01/03/2016 13:28
IL TEMPO (A. AUSTINI) - Un martello pneumatico a cui nessuno si può sottrarre. Luciano Spalletti ne ha anche per i tifosi. O meglio, per quella parte di romanisti che continua a disertare lo stadio nelle partite casalinghe e a seguire la squadra solo in trasferta. I motivi sono noti, è una battaglia dei gruppi ultrà contro le misure di sicurezza dell’Olimpico ritenute troppo rigide, ma il tecnico non ci sta e prova a provocarli.
«Se non vanno venerdì allo stadio - dice l’allenatore alla radio ufficiale del club - può nascere qualche dubbio sul fatto che ci sia qualcosa di più importante della Roma per loro, mentre dovrebbe essere importante come la famiglia». Spalletti vuole i tifosi al fianco della squadra perché sa quanto la loro spinta potrebbe risultare decisiva per il piazzamento finale: sette delle restanti undici partite di campionato si giocano all’Olimpico. «Io dico a quelli che evidenziano questo amore profondo per il club che ora devono dimostrarlo».
Ma l’appello del toscano resterà nel vuoto.
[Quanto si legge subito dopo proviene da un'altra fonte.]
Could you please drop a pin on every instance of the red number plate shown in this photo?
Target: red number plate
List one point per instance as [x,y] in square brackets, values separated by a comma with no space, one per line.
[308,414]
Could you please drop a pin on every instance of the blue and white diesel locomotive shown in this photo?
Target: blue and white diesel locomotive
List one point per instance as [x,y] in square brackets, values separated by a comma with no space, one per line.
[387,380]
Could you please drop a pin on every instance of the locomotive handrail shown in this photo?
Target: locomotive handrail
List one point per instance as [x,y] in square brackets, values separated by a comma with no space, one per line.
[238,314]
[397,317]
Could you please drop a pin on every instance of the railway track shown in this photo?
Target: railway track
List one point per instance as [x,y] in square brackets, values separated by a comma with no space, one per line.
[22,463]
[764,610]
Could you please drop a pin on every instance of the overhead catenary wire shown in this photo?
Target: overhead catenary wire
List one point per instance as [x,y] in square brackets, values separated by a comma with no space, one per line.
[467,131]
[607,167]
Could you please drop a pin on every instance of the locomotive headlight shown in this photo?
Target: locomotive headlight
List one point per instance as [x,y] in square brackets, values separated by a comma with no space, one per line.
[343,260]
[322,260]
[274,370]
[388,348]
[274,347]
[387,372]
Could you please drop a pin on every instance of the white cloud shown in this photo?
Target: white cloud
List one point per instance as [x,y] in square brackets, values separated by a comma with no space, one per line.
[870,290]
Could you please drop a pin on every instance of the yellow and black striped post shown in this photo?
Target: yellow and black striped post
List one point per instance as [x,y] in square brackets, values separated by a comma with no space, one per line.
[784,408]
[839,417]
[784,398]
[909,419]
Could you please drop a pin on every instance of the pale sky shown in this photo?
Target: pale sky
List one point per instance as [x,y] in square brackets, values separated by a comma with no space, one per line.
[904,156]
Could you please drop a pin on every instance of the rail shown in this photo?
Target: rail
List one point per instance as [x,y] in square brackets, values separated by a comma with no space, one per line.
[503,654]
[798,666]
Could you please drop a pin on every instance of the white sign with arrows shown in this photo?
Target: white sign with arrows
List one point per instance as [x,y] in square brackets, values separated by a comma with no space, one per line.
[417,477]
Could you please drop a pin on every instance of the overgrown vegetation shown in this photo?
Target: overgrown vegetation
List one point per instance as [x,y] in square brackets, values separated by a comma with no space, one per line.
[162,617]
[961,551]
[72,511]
La Curva ha infatti deciso di proseguire nella protesta e con la Fiorentina resterà a casa, anche se c’è la possibilità di un dietrofront entro il termine della stagione. Quel momento non è ancora arrivato, tantomeno una replica al tecnico. Un messaggio di un singolo tifoso («caro mister ti ringraziamo ma non accettiamo, il nostro amore lo sappiamo noi come lo dimostriamo») ieri ha fatto il giro di tutte le bacheche virtuali ma non rappresenta la posizione della Sud. Ammesso ce ne sia una: sono in tanti ad adeguarsi a questa protesta senza condividerla appieno.
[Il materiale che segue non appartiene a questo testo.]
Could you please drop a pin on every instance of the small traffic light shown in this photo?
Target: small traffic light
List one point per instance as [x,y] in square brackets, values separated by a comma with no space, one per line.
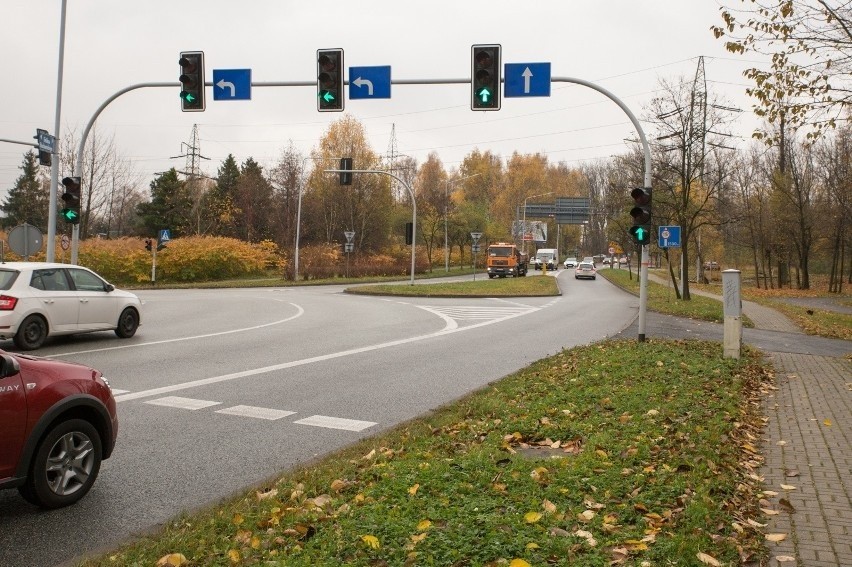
[191,81]
[485,77]
[346,177]
[71,211]
[329,80]
[641,213]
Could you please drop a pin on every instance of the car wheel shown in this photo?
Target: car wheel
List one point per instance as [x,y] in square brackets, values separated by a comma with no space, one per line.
[65,466]
[128,322]
[31,333]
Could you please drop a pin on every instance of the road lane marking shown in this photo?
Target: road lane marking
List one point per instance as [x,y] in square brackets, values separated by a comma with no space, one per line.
[259,413]
[335,423]
[311,360]
[182,403]
[299,313]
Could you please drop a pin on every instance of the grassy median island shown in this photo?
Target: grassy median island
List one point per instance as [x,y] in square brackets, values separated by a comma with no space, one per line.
[532,286]
[615,453]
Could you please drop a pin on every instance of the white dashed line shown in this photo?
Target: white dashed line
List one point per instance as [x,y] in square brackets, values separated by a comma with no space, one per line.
[335,423]
[259,413]
[182,403]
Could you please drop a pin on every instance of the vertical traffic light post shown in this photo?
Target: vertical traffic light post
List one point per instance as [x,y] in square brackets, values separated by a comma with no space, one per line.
[410,193]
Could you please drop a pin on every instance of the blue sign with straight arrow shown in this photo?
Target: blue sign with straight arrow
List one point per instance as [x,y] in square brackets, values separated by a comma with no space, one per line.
[526,79]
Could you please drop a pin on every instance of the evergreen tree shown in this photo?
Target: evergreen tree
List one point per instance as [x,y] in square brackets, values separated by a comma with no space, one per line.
[29,199]
[170,206]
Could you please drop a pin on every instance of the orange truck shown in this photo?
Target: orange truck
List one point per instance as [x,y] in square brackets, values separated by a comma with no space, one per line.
[504,259]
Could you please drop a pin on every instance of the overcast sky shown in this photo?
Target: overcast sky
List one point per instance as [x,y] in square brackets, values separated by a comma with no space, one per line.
[625,46]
Il «martello» Spalletti sta provando a scardinare anche questo meccanismo, per la gioia di Pallotta che ieri ha ammesso: «Avrei voluto prendere prima Luciano. La curva? Spero torni allo stadio. Noi abbiamo una sorta di compromesso con le istituzioni per farli rientrare». Per ora non basta, anzi, la rabbia degli ultrà è aumentata dopo la conferma delle multe ricevute per il cambio posto nella gara con la Juventus, lievitate da 167 a 250 euro.
La Roma dovrà quindi cavarsela senza la parte più calda del tifo, affidandosi alla carica di un tecnico motivatissimo. Per il presente e il futuro. «Se io rimango alla Roma l’anno prossimo - prosegue il toscano a Radio Rai - voglio avere la possibilità di lottare per lo scudetto. Secondo in classifica ci sono arrivato già diversi volte qui, poi contro il filotto della Juventus di quest’anno non puoi farci niente. Loro hanno dimostrato una grande solidità mentale, la differenza tra un vincitore ipotetico e uno vero è la capacità di mantenere un ordine nella testa».
Nella Capitale non è facile ma Spalletti non vuol sentir parlare di ambiente ostile. «Qui i discorsi sono sempre gli stessi: a Roma non si può lavorare, non si può vincere, etc.. È solo un alibi ed è il nostro nemico numero uno.
Inevitabile un nuovo passaggio sul caso-Totti: «Tra me e lui c'è stato un malinteso che è dispiaciuto ad entrambi. Nei giorni successivi ci siamo chiariti ed è tutto ok. È uno dei calciatori più importanti che ho a disposizione, ma io sono venuto qui per allenare la Roma. Il contratto? Ne parlerà col presidente e io non voglio assolutamente interferire sulla storia di Francesco con la Roma. Mi si deve attribuire solo la gestione di mia competenza degli ultimi 15 giorni».
Finale sul possibile addio di Sabatini: «Prima di tutto, devo pensare a convincere la società che io possa continuare a lavorare qui. Poi vorrei continuare a lavorare con gli attuali dirigenti: Sabatini ha dimostrato di essere tra i più bravi nel suo ruolo e spero rimanga». Se mai il diesse dovesse ritirare le dimissioni, sarà in gran parte merito del martello pneumatico Spalletti.